Brazilian film critic

Waldemar Dalenogare Neto (Porto Alegre, April 3, 1991) better known as Dalenogare, is a Brazilian film critic, researcher, historian and university professor. He was the first South American to join the Critics Choice Association, which organizes the Critics' Choice Movie Awards. He is also a member of Film Independent (where he votes for the Independent Spirit Awards), Academia Brasileira de Cinema, Online Film Critics Society (OFCS), and director of CINESOV (Center for Soviet Film Studies).
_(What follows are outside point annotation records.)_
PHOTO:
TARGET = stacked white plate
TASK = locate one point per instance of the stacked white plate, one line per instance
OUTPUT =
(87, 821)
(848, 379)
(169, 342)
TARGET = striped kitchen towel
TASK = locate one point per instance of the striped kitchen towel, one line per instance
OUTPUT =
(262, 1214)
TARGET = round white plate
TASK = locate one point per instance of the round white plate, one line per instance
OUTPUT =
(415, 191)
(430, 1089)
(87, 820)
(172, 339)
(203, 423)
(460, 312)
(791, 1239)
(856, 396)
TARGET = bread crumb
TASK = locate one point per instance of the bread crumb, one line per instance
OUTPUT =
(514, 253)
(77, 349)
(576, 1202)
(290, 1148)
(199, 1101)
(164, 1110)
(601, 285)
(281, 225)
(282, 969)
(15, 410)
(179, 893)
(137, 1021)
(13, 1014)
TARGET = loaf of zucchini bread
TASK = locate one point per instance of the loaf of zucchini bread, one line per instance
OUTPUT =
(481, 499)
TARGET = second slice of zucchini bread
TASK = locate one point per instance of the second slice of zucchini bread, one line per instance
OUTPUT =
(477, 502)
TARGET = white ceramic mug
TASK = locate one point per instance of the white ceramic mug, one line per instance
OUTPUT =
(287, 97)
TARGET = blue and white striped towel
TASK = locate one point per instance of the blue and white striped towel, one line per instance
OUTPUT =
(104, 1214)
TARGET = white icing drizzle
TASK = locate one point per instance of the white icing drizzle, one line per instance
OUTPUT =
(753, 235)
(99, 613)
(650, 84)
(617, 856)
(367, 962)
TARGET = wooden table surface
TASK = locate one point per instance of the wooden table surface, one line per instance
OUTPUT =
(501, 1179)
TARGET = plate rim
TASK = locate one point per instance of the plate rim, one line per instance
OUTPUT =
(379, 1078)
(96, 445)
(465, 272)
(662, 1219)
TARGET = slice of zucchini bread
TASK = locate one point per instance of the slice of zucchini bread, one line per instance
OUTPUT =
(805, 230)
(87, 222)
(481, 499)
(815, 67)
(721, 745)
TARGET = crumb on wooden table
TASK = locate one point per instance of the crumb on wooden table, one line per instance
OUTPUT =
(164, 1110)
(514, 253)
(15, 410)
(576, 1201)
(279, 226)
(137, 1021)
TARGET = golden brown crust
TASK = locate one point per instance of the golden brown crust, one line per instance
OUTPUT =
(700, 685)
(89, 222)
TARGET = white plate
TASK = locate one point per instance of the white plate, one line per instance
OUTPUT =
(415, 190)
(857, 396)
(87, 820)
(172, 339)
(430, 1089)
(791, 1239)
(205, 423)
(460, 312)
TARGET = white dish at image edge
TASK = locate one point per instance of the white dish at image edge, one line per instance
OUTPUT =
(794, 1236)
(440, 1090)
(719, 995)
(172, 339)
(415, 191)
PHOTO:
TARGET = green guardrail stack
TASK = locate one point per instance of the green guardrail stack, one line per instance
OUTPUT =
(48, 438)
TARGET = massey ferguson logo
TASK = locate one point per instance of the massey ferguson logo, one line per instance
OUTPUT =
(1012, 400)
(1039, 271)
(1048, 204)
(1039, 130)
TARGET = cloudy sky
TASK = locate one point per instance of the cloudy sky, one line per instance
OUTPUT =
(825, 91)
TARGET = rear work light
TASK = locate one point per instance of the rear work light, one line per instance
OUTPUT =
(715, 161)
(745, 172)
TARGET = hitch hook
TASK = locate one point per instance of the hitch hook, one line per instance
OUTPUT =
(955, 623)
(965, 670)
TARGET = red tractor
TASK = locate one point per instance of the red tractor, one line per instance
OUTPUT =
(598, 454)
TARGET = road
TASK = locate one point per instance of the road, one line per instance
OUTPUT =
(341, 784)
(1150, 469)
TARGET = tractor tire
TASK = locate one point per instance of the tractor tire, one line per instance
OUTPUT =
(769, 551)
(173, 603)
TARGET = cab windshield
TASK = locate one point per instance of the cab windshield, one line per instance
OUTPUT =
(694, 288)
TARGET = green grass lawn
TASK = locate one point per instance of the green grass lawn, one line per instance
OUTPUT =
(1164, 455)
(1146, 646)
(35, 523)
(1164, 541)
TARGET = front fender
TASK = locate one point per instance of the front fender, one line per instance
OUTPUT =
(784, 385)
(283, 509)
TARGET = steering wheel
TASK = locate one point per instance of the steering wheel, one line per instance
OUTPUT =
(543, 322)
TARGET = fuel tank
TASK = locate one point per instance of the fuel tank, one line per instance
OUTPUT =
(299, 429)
He has a doctorate in history from the Pontifical Catholic University of Rio Grande do Sul (PUCRS) and a postgraduate degree in cinema. He currently resides in the United States, where he works in a research laboratory in Boston. As of 2019, he started talking about cinema on his own YouTube channel, called Dalenogare Críticas. In June 2021 Dalenogare was responsible for discovering the earliest known mention of the term Oscar in the press, which was in journalist Relman Morin's "Cinematters" column in the "Los Angeles Evening Post-Record" on December 5, 1933.

==Award==
- 2021 Fulbright-Capes Thesis Award, with the research The United States and Operation Condor, carried out under the guidance of Professor Helder Gordim da Silveira.